Anti-government protesters barricaded key streets in the Haitian capital, Port-au-Prince, on Monday.
The blockades came a day after police demanding better working conditions attacked the army headquarters in the city.
In order to avoid a “bloodbath … it has been decided to cancel the carnival,” which was scheduled to take place Tuesday, the statement said.
The government has made no further public announcements since then.
Embattled President Jovenel Moise is working on forming a new government, a source close to the country’s leader told AFP, noting that it was down to the police to restore order to the streets.
The government called the attack “a coup attempt” and the armed forces spoke of a “war situation”.
At least two people died in Sunday’s clashes.
On Monday, protesters scattered bricks, burning tyres and overturned ice-cream carts on the streets leading to the home of President Moïse, whose resignation they demand
Large parts of the city were deserted a day after police officers surrounded the army headquarters and opened fire. Some of those taking part in the shoot-out were in police uniform.
Gen Jodel Lesage of the Haitian armed forces told local media: “We are under fire by weapons of all kinds, automatic rifles, petrol bombs, tear gas.”

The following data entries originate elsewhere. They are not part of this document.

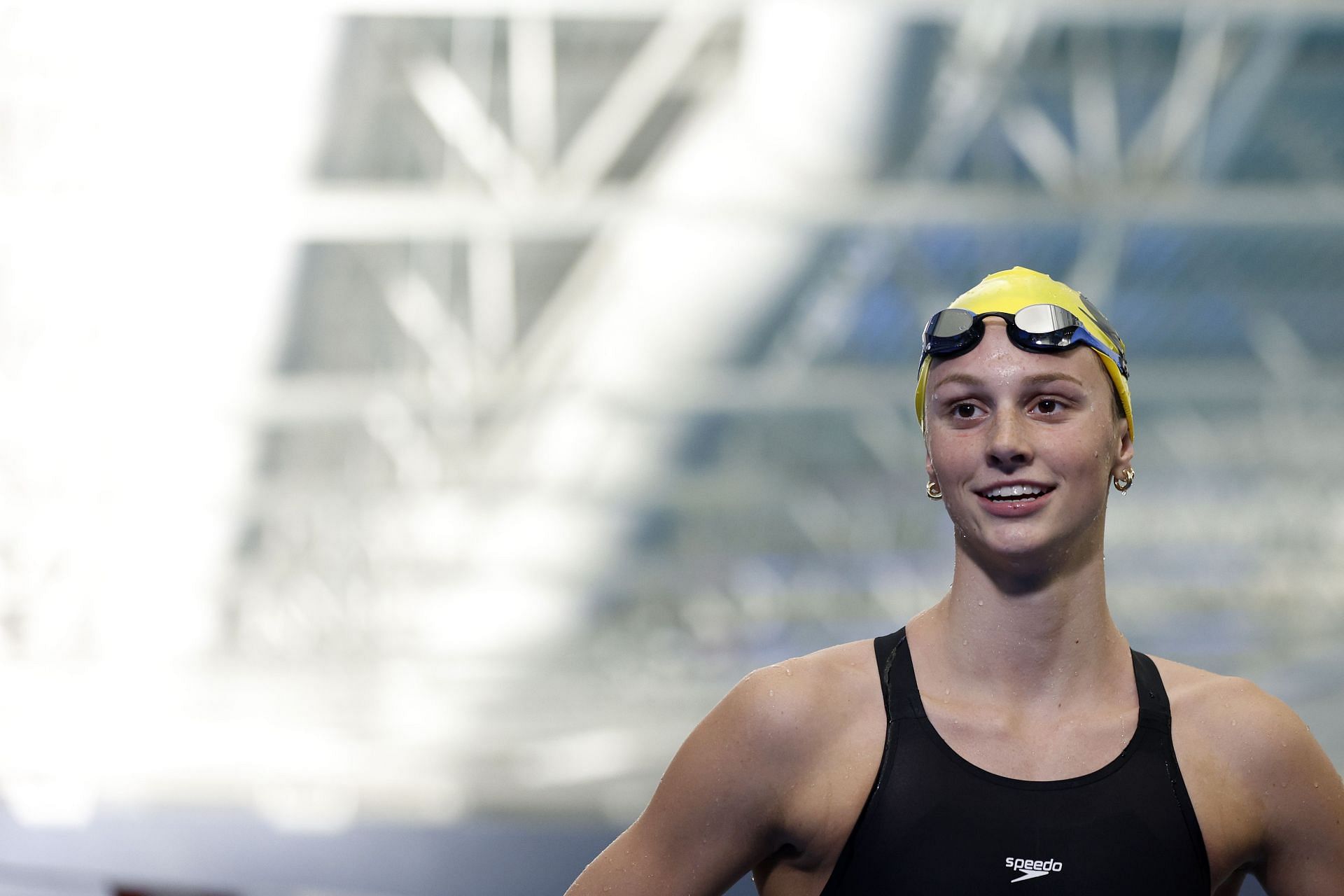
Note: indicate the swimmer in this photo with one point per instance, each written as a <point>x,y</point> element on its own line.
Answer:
<point>1007,735</point>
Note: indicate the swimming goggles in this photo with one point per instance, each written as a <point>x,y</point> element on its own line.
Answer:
<point>1035,328</point>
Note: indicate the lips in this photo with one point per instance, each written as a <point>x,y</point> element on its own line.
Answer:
<point>1015,498</point>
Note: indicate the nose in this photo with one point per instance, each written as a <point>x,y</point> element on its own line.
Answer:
<point>1009,442</point>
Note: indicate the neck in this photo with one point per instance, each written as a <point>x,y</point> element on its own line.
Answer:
<point>1023,634</point>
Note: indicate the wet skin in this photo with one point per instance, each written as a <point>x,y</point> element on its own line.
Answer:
<point>1021,668</point>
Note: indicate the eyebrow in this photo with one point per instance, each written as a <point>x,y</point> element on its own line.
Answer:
<point>1035,379</point>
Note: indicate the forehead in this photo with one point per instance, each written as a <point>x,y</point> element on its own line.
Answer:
<point>997,360</point>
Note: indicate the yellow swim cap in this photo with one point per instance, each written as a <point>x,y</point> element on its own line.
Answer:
<point>1012,290</point>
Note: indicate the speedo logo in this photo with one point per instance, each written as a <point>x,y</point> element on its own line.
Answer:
<point>1032,867</point>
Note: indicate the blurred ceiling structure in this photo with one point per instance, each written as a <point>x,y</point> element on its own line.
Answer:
<point>596,365</point>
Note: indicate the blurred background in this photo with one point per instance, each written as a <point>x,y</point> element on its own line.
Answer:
<point>417,414</point>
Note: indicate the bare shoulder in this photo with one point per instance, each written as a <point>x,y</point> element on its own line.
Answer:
<point>1266,796</point>
<point>1231,716</point>
<point>800,706</point>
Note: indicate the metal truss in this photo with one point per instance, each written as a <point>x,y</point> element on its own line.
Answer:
<point>412,498</point>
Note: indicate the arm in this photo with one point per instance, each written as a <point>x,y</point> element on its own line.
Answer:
<point>721,806</point>
<point>1304,813</point>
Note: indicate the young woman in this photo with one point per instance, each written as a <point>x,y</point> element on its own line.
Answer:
<point>1007,735</point>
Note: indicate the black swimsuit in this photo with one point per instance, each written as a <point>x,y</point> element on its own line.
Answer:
<point>936,824</point>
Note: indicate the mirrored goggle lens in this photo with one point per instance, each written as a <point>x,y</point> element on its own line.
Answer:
<point>949,324</point>
<point>1047,326</point>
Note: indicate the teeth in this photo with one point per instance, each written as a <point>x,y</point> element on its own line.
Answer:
<point>1014,491</point>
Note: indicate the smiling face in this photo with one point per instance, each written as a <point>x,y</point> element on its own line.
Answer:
<point>1025,447</point>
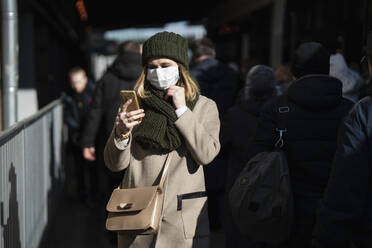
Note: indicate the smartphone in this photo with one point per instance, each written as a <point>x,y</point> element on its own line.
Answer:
<point>129,94</point>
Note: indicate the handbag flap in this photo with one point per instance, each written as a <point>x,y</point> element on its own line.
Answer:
<point>133,199</point>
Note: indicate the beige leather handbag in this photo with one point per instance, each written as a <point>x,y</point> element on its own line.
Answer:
<point>137,210</point>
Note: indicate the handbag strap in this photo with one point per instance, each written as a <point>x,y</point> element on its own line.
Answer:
<point>165,171</point>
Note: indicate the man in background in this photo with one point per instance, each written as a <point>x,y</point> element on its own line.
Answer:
<point>76,107</point>
<point>219,82</point>
<point>121,75</point>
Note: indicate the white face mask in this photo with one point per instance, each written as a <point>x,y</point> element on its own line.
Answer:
<point>163,78</point>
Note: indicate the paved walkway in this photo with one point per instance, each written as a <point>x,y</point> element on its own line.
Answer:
<point>79,226</point>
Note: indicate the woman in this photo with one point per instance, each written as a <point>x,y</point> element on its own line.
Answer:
<point>174,117</point>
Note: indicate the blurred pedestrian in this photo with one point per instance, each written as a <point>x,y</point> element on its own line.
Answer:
<point>345,217</point>
<point>316,109</point>
<point>283,77</point>
<point>121,75</point>
<point>76,108</point>
<point>260,87</point>
<point>352,82</point>
<point>219,82</point>
<point>175,118</point>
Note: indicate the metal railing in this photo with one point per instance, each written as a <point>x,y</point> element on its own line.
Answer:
<point>30,167</point>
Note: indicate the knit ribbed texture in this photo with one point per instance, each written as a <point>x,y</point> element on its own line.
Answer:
<point>157,130</point>
<point>167,45</point>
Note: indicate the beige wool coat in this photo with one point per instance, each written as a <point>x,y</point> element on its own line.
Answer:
<point>184,221</point>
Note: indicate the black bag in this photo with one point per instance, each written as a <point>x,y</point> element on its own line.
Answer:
<point>261,198</point>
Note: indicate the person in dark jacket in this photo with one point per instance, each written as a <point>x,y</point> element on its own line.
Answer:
<point>219,82</point>
<point>316,109</point>
<point>345,215</point>
<point>75,113</point>
<point>121,75</point>
<point>260,87</point>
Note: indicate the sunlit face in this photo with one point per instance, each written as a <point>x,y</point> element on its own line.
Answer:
<point>78,81</point>
<point>160,63</point>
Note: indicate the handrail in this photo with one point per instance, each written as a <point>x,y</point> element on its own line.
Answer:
<point>13,130</point>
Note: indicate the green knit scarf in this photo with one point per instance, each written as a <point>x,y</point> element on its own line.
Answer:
<point>157,130</point>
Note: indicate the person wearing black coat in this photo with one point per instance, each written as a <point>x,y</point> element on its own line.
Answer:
<point>219,82</point>
<point>76,105</point>
<point>260,87</point>
<point>345,215</point>
<point>121,75</point>
<point>316,109</point>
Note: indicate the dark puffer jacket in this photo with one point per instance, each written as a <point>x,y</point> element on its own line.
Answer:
<point>345,214</point>
<point>316,111</point>
<point>106,100</point>
<point>217,81</point>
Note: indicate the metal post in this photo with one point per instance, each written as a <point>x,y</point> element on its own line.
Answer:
<point>9,61</point>
<point>277,31</point>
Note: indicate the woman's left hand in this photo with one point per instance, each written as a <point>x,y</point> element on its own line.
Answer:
<point>178,95</point>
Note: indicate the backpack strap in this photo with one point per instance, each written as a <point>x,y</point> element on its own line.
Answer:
<point>283,110</point>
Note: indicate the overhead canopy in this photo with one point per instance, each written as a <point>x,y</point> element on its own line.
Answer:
<point>111,14</point>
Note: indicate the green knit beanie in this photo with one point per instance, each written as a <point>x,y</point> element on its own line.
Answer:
<point>168,45</point>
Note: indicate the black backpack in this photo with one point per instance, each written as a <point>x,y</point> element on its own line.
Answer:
<point>261,198</point>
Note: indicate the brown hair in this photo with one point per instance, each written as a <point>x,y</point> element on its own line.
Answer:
<point>186,81</point>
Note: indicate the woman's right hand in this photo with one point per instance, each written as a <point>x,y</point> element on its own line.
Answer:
<point>125,121</point>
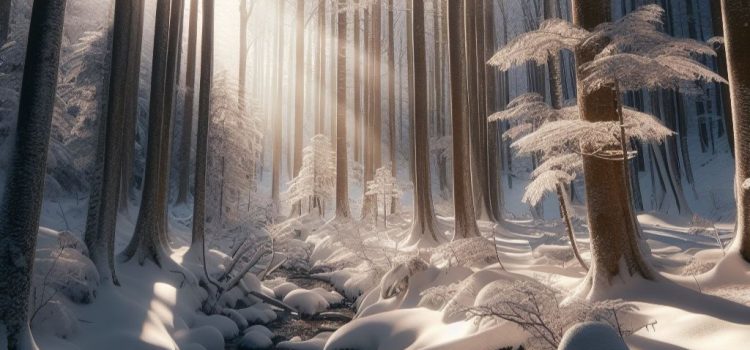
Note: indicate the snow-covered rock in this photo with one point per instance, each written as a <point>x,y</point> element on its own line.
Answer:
<point>283,289</point>
<point>225,325</point>
<point>306,302</point>
<point>592,336</point>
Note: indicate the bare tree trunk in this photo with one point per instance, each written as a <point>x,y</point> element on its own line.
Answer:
<point>204,119</point>
<point>342,160</point>
<point>131,104</point>
<point>736,15</point>
<point>24,187</point>
<point>277,115</point>
<point>613,228</point>
<point>392,100</point>
<point>423,228</point>
<point>465,216</point>
<point>103,200</point>
<point>147,241</point>
<point>186,135</point>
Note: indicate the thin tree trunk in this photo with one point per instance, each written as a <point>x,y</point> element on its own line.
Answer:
<point>102,214</point>
<point>24,187</point>
<point>613,228</point>
<point>131,104</point>
<point>342,160</point>
<point>465,216</point>
<point>423,229</point>
<point>147,241</point>
<point>204,118</point>
<point>186,135</point>
<point>736,15</point>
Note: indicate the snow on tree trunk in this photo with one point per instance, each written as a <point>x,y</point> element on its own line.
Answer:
<point>204,116</point>
<point>102,215</point>
<point>342,163</point>
<point>187,120</point>
<point>736,14</point>
<point>147,241</point>
<point>21,204</point>
<point>465,217</point>
<point>131,102</point>
<point>612,225</point>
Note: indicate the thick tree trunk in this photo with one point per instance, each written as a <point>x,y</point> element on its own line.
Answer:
<point>465,216</point>
<point>342,160</point>
<point>104,197</point>
<point>424,227</point>
<point>147,241</point>
<point>736,15</point>
<point>186,136</point>
<point>612,225</point>
<point>204,118</point>
<point>24,187</point>
<point>131,103</point>
<point>277,116</point>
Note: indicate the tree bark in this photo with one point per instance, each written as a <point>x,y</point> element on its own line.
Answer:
<point>103,200</point>
<point>736,15</point>
<point>465,216</point>
<point>423,228</point>
<point>612,224</point>
<point>24,187</point>
<point>204,118</point>
<point>342,160</point>
<point>186,136</point>
<point>147,241</point>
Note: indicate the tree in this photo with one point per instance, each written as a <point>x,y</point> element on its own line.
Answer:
<point>147,241</point>
<point>24,187</point>
<point>342,155</point>
<point>204,116</point>
<point>424,227</point>
<point>736,15</point>
<point>103,200</point>
<point>186,135</point>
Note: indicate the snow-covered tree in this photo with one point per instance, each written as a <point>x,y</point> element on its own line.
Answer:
<point>316,181</point>
<point>385,189</point>
<point>613,57</point>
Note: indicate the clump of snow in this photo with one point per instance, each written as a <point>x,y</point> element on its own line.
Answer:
<point>592,336</point>
<point>206,337</point>
<point>306,302</point>
<point>225,325</point>
<point>283,289</point>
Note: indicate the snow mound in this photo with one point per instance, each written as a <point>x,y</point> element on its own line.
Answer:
<point>283,289</point>
<point>592,336</point>
<point>225,325</point>
<point>255,339</point>
<point>258,313</point>
<point>306,302</point>
<point>203,337</point>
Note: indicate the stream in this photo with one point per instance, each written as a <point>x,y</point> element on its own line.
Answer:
<point>287,326</point>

The government said it was “an attack on freedom and democracy”. Police officers said that they had come under attack first.
They have been protesting for weeks. One of their key demands is to be allowed to form a union, which they say will ensure more transparency when they conduct negotiations with their superiors. They also want better pay.
President Moïse last week announced the creation of a financial fund for relatives of officers who have been killed in the line of duty, but the move has failed to appease the disgruntled officers.